Geometric, Electronic, and Transport Predictions on Two-Dimensional Semiconducting Silicon with Kagome Lattice: Implications for Nanoscale Field-Effect Transistor Applications

Abstract

Two-dimensional (2D) semiconducting silicon (Si) is significant for the development of micro/nanoelectronics because of their compatibility with the current Si-based technology and the advantages common to 2D electronic materials. Here, by focusing on the kagome lattice (KL), we design a set of semiconducting 2D KL-Si for nanoscale field-effect transistor (FET) applications. First-principles calculations demonstrate that both stable geometric properties and tunable semiconducting electronic properties can be obtained for the 2D KL-Si with different thicknesses.
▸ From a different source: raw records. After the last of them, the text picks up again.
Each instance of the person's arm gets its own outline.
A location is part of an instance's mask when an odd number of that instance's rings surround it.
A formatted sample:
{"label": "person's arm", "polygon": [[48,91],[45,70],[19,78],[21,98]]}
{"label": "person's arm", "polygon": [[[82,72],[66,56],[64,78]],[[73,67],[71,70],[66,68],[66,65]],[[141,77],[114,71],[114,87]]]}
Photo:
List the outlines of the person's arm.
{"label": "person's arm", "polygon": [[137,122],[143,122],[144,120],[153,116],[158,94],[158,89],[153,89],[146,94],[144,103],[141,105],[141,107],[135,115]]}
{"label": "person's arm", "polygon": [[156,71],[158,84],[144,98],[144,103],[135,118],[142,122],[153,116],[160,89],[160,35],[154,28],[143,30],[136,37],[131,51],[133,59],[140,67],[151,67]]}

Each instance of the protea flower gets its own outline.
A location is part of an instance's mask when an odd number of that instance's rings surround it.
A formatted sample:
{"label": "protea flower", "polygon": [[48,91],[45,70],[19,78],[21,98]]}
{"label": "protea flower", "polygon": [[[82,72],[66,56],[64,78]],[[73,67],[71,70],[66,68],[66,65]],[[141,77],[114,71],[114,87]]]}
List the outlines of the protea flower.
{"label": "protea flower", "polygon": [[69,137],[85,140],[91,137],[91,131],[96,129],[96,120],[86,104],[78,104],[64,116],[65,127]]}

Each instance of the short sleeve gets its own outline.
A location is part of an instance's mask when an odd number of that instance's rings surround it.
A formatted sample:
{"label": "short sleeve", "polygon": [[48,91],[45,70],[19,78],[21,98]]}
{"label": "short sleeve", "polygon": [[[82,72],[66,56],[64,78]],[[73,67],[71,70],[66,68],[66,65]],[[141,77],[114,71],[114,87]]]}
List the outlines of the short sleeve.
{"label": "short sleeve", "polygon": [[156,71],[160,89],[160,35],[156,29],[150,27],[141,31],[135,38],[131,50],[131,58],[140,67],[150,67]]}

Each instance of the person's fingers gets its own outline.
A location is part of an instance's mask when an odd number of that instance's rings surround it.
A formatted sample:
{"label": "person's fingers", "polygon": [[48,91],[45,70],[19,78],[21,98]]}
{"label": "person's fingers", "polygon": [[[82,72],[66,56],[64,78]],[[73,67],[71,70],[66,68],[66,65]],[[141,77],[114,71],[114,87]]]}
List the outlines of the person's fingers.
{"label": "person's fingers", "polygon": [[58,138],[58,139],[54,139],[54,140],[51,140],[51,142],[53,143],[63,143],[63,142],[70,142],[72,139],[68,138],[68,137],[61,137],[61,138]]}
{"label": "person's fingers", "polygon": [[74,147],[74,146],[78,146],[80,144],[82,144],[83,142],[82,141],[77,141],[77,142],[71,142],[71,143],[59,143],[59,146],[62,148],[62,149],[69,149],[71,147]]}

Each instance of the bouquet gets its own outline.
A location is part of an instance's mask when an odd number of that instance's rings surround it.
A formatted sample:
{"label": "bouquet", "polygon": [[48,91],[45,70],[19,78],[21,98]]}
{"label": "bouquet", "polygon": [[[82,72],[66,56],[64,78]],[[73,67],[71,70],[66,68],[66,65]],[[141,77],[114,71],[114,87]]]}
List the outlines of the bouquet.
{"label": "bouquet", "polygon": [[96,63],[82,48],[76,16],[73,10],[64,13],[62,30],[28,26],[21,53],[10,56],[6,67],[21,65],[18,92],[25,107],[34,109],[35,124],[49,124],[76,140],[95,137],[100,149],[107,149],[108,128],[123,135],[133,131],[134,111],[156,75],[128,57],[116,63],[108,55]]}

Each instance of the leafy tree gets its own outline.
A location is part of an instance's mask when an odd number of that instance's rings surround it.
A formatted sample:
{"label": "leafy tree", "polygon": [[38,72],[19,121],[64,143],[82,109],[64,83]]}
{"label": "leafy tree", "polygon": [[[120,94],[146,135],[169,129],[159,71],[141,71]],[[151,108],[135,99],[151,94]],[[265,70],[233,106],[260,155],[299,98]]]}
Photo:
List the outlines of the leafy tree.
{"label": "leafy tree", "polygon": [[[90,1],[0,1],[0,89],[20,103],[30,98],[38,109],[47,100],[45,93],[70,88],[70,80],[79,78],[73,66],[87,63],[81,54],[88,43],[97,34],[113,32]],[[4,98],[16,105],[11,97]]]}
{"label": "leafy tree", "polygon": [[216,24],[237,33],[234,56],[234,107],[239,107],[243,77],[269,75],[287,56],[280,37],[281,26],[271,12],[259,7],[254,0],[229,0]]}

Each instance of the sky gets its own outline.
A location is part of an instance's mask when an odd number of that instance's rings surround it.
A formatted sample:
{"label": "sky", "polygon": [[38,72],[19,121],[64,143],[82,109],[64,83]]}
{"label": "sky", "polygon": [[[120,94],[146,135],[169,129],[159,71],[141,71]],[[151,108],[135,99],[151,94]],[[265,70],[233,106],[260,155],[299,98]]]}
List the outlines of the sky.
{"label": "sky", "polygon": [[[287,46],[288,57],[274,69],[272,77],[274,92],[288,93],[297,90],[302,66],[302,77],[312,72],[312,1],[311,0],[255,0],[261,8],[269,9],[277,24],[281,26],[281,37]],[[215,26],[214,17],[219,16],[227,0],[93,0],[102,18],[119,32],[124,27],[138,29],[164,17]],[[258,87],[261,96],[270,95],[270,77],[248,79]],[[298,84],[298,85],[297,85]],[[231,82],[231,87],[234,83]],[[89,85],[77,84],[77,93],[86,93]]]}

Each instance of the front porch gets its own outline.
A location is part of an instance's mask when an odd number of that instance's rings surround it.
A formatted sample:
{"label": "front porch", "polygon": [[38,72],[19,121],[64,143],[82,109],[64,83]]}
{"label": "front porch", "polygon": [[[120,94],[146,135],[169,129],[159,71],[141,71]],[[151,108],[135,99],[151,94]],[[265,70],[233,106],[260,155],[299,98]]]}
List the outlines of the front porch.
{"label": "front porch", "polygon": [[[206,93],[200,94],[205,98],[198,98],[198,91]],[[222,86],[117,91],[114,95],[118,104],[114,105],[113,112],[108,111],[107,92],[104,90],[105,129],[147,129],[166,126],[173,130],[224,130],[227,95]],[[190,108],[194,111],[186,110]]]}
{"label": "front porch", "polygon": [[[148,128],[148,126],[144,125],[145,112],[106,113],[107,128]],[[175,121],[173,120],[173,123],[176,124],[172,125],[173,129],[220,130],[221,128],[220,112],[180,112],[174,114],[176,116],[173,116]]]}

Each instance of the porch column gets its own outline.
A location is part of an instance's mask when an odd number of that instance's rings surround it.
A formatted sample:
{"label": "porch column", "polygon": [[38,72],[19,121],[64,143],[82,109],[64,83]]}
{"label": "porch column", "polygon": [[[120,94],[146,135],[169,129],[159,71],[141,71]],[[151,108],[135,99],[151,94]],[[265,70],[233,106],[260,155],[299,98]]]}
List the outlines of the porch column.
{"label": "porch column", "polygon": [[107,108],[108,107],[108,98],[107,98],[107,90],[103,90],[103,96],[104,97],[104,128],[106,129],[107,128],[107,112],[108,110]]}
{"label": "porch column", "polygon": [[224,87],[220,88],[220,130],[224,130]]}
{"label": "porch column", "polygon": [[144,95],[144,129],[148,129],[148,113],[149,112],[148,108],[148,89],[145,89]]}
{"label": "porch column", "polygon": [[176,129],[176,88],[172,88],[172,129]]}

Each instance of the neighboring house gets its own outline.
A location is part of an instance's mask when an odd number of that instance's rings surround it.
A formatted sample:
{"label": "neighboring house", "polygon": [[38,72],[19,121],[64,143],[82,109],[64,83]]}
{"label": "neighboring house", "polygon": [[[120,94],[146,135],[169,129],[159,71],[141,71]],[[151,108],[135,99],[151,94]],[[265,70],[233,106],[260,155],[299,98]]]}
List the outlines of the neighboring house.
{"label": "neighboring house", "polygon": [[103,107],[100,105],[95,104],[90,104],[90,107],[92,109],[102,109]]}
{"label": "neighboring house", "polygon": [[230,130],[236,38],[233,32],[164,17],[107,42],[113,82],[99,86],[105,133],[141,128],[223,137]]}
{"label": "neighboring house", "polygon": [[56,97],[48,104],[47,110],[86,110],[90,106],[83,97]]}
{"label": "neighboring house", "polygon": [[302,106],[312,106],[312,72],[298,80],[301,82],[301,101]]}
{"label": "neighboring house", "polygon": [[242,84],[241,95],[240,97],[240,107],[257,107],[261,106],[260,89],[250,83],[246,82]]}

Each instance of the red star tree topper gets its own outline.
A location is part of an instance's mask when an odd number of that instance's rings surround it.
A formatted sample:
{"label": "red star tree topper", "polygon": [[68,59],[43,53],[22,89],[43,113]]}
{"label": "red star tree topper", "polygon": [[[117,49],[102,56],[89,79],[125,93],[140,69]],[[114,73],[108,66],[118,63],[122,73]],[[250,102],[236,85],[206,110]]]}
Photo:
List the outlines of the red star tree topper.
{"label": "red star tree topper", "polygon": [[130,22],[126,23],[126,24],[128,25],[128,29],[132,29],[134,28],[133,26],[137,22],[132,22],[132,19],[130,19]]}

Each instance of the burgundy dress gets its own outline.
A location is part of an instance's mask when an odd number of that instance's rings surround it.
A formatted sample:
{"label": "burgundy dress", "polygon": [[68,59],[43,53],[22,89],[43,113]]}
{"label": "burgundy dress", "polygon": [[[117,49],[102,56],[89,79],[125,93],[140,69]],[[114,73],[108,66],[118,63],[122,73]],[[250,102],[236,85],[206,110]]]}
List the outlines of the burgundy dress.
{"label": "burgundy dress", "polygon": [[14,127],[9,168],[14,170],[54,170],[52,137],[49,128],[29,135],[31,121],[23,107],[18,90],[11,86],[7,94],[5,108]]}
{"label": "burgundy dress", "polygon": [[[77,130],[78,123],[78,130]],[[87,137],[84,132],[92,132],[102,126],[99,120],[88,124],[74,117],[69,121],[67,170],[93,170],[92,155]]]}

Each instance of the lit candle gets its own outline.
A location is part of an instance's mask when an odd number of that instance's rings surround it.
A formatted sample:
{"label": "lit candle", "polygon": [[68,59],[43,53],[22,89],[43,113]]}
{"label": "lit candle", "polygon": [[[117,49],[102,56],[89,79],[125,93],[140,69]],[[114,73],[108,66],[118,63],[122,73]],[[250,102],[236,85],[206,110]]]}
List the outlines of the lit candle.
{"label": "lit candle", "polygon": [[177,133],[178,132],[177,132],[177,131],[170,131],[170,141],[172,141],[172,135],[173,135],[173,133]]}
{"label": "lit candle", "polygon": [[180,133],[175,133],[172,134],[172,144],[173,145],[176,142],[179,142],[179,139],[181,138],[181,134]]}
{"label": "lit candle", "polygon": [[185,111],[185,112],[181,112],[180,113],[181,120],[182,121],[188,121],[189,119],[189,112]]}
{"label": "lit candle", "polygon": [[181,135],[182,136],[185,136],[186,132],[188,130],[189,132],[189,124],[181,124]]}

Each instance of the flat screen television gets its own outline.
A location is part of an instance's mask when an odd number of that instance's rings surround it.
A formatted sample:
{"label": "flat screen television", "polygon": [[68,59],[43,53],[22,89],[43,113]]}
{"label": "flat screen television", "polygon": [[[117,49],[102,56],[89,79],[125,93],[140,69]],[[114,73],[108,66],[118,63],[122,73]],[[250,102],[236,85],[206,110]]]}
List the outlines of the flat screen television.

The 2D KL-Si features electronic band gaps ranging from 2.82 to 1.36 eV as a function of increasing the layer thickness and hole/electron mobility as large as about 103 cm2·V–1·s–1. By applying the KL-Si to nanoscale FETs, we obtain giant negative differential resistances with peak-valley ratios over 107 and excellent switching performance fulfilling the requirements of the International Technology Roadmap for Semiconductors. Our study demonstrates the importance of kagome topology in the design of 2D Si crystals with excellent semiconducting properties as well as their promising application in nanoelectronic devices.